View Single Post
Old 06-11-2015, 08:26 PM   #8
SteveEisenberg
Grand Sorcerer
SteveEisenberg ought to be getting tired of karma fortunes by now.SteveEisenberg ought to be getting tired of karma fortunes by now.SteveEisenberg ought to be getting tired of karma fortunes by now.SteveEisenberg ought to be getting tired of karma fortunes by now.SteveEisenberg ought to be getting tired of karma fortunes by now.SteveEisenberg ought to be getting tired of karma fortunes by now.SteveEisenberg ought to be getting tired of karma fortunes by now.SteveEisenberg ought to be getting tired of karma fortunes by now.SteveEisenberg ought to be getting tired of karma fortunes by now.SteveEisenberg ought to be getting tired of karma fortunes by now.SteveEisenberg ought to be getting tired of karma fortunes by now.
 
Posts: 7,435
Karma: 43514536
Join Date: Jun 2008
Location: near Philadelphia USA
Device: Kindle Kids Edition, Fire HD 10 (11th generation)
Quote:
Originally Posted by eschwartz View Post
MFN clauses are all of a sudden a shady business practice . . .
Their concern with MFN clauses goes back to at least May 2002. That doesn't seem sudden to me. Or are you saying that, at some date in the past, whether May 2002 or earlier, when the EU authorities first started being concerned with MFN clauses involving companies with high market share, it was, at that time, sudden?

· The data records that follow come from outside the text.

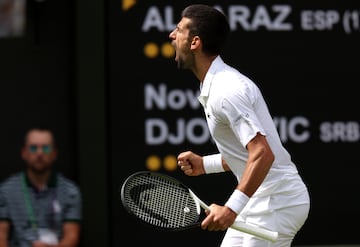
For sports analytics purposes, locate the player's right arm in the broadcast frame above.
[177,151,230,176]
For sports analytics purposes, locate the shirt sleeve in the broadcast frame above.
[221,84,265,147]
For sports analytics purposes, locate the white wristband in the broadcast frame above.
[203,154,225,174]
[225,189,250,214]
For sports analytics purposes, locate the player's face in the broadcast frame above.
[21,130,57,173]
[169,18,194,69]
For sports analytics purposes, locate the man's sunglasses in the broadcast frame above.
[28,144,52,154]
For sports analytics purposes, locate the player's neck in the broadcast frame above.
[27,170,51,190]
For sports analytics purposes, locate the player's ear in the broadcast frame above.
[191,35,201,49]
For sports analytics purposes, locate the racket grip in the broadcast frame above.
[230,221,278,242]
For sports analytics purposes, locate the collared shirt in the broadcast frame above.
[0,172,82,247]
[198,56,309,213]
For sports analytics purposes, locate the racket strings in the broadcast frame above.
[124,174,199,229]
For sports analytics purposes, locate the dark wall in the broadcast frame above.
[0,0,360,246]
[108,1,360,246]
[0,1,77,180]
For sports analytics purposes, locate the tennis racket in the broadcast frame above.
[120,171,278,242]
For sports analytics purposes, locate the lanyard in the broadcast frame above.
[22,173,37,230]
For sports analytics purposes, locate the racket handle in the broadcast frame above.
[230,221,278,242]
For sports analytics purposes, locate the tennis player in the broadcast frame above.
[169,4,310,247]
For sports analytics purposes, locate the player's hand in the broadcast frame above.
[201,204,237,231]
[177,151,205,176]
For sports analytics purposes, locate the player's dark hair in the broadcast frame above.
[181,4,230,55]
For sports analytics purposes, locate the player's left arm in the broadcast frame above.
[237,133,275,197]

The first time a law is enforced, it is, almost by definition, sudden. So what?

Quote:
Originally Posted by eschwartz View Post
once it suits the EU drive to persecute non-EU companies for being successful, and I find that incredibly funny in a sad way.
It is in the nature of competition law that the rules are different if you are successful.

As for persecution, under the law being invoked here, you can't be sent to prison. They can't even wake Jeff Bezos up in the middle of the night to serve process, as happens (not sure if they do it for antitrust) in Amazon's home market. It may be that you have a different idea of persecution than I do.

As for your claim that EU companies are treated differently from ones headquartered elsewhere, maybe it is because no EU retailer has Amazon's literature market share. This idea of EU perfidy seems to me an extraordinary claim requiring extraordinary evidence.

Quote:
Originally Posted by eschwartz View Post
Not in the legal sense, as I do not consider it legally problematic.
You don't, but European lawyers differ:

http://www.eu-competitionlaw.com/low...me-under-fire/

I realize that my link immediately above is a low-key advertisement. However, I doubt that the factual material there is wrong. Amazon does have a legal problem.

Last edited by SteveEisenberg; 06-11-2015 at 09:29 PM.